Anatoly A. Starkov,1 Gary Fiskum,2 Christos Chinopoulos,2 Beverly J. Lorenzo,1 Susan E. Browne,1 Mulchand S. Patel,3 and M. Flint Beal1

1Department of Neurology and Neuroscience, Weill Medical College, Cornell University, New York, New York 10021, 2Department of Anesthesiology, University of Maryland School of Medicine, Baltimore, Maryland 21202, and 3Department of Biochemistry, School of Medicine and Biomedical Sciences, State University of New York at Buffalo, Buffalo, New York 14214

Mitochondria-produced reactive oxygen species (ROS) are thought to contribute to cell death caused by a multitude of pathological conditions. The molecular sites of mitochondrial ROS production are not well established but are generally thought to be located in complex I and complex III of the electron transport chain. We measured H2O2 production, respiration, and NADPH reduction level in rat brain mitochondria oxidizing a variety of respiratory substrates. Under conditions of maximum respiration induced with either ADP or carbonyl cyanide p-trifluoromethoxyphenylhydrazone,{alpha}-ketoglutarate supported the highest rate of H2O2 production. In the absence of ADP or in the presence of rotenone, H2O2 production rates correlated with the reduction level of mitochondrial NADPH with various substrates, with the exception of {alpha}-ketoglutarate. Isolated mitochondrial {alpha}-ketoglutarate dehydrogenase (KGDHC) and pyruvate dehydrogenase (PDHC) complexes produced superoxide and H2O2. NAD+ inhibited ROS production by the isolated enzymes and by permeabilized mitochondria. We also measured H2O2 production by brain mitochondria isolated from heterozygous knock-out mice deficient in dihydrolipoyl dehydrogenase (Dld).

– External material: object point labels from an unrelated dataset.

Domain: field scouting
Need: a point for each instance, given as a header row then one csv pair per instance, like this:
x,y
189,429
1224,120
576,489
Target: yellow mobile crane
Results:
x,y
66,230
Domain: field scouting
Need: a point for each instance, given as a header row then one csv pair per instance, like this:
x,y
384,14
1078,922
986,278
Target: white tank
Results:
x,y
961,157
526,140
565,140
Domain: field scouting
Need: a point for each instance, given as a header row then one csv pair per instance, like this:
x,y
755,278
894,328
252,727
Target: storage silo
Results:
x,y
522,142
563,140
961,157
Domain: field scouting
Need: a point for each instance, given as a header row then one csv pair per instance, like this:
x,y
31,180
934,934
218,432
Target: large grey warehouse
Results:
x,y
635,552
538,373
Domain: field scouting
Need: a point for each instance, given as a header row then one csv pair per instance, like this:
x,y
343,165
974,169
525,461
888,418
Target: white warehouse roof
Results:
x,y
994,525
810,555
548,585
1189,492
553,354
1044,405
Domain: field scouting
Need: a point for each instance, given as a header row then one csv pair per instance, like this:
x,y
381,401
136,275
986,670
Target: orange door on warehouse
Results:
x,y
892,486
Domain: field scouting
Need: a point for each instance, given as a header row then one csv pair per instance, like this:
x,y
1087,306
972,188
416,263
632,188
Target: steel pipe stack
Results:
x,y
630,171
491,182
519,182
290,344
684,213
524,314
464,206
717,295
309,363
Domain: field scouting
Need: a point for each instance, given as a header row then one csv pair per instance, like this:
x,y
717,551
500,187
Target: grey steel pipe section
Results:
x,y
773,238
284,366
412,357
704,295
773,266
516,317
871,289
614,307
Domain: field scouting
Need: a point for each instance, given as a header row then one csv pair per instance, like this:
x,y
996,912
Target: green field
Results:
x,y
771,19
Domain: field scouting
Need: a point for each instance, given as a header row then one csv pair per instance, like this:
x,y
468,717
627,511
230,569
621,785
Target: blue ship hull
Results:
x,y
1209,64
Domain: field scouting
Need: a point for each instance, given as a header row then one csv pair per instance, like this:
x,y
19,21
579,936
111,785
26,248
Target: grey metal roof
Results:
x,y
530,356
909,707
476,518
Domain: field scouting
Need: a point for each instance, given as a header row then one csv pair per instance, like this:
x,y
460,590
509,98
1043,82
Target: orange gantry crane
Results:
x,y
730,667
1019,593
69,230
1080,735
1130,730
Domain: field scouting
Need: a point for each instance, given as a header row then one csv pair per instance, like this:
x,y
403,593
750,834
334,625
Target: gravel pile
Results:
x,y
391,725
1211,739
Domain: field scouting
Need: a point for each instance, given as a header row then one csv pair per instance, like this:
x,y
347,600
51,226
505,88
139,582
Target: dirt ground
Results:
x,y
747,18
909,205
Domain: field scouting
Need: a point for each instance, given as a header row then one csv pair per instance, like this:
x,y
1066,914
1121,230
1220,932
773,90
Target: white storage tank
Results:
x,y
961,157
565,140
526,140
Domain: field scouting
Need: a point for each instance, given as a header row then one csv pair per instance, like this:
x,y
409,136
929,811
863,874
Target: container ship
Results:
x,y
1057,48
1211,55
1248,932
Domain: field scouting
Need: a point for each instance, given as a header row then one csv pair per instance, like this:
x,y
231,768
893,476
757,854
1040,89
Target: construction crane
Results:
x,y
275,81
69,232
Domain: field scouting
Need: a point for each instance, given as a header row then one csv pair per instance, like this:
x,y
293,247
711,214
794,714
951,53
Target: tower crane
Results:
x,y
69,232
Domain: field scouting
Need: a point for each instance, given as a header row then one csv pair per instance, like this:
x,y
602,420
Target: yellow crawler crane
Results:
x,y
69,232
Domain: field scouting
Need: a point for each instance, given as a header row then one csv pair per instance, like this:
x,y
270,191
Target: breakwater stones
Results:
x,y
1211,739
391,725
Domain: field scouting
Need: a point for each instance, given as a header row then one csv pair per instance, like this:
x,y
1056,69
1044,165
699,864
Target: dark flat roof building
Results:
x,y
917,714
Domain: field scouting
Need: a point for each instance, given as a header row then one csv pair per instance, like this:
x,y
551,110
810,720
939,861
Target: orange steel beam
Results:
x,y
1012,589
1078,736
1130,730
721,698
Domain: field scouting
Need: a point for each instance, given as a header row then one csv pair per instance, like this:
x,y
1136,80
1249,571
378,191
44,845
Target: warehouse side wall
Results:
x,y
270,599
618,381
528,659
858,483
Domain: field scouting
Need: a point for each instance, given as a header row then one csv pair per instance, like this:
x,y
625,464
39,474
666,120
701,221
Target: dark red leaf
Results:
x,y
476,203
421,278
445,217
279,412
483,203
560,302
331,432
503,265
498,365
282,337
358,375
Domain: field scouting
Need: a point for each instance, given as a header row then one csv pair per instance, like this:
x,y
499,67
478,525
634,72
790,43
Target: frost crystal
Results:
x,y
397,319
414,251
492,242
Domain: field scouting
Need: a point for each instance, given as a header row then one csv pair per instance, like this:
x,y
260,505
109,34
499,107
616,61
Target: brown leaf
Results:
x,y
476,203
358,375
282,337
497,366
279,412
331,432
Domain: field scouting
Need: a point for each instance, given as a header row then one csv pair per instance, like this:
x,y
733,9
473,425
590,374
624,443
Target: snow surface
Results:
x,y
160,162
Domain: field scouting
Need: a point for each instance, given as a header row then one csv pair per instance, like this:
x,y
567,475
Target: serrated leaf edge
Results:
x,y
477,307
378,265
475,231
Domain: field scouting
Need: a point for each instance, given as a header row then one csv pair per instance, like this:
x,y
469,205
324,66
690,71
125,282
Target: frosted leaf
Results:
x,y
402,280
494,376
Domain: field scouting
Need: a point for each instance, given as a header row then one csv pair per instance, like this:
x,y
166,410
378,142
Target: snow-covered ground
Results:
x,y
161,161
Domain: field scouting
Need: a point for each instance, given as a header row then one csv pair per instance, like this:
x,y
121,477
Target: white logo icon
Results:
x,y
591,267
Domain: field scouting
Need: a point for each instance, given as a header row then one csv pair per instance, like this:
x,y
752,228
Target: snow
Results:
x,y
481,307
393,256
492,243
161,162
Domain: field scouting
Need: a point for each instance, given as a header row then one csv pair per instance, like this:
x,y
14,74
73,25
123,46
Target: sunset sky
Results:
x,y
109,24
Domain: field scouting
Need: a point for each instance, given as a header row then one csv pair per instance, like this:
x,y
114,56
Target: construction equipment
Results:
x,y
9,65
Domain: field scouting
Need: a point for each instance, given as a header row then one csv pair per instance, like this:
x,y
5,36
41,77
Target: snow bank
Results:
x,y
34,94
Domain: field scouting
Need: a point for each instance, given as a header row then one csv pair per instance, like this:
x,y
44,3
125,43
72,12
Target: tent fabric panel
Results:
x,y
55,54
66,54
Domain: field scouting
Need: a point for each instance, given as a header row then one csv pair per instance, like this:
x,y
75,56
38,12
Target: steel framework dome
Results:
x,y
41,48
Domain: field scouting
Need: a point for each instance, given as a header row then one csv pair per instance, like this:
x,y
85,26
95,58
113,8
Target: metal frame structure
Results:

Although this enzyme is a part of both KGDHC and PDHC, there was greater impairment of KGDHC activity in Dld-deficient mitochondria. These mitochondria also produced significantly less H2O2 than mitochondria isolated from their littermate wild-type mice. The data strongly indicate that KGDHC is a primary site of ROS production in normally functioning mitochondria.

Key words: mitochondria; reactive oxygen species; lipoamide dehydrogenase; ketoglutarate dehydrogenase; Parkinson; Alzheimer

Received May 15, 2004; revised July 14, 2004; accepted July 18, 2004.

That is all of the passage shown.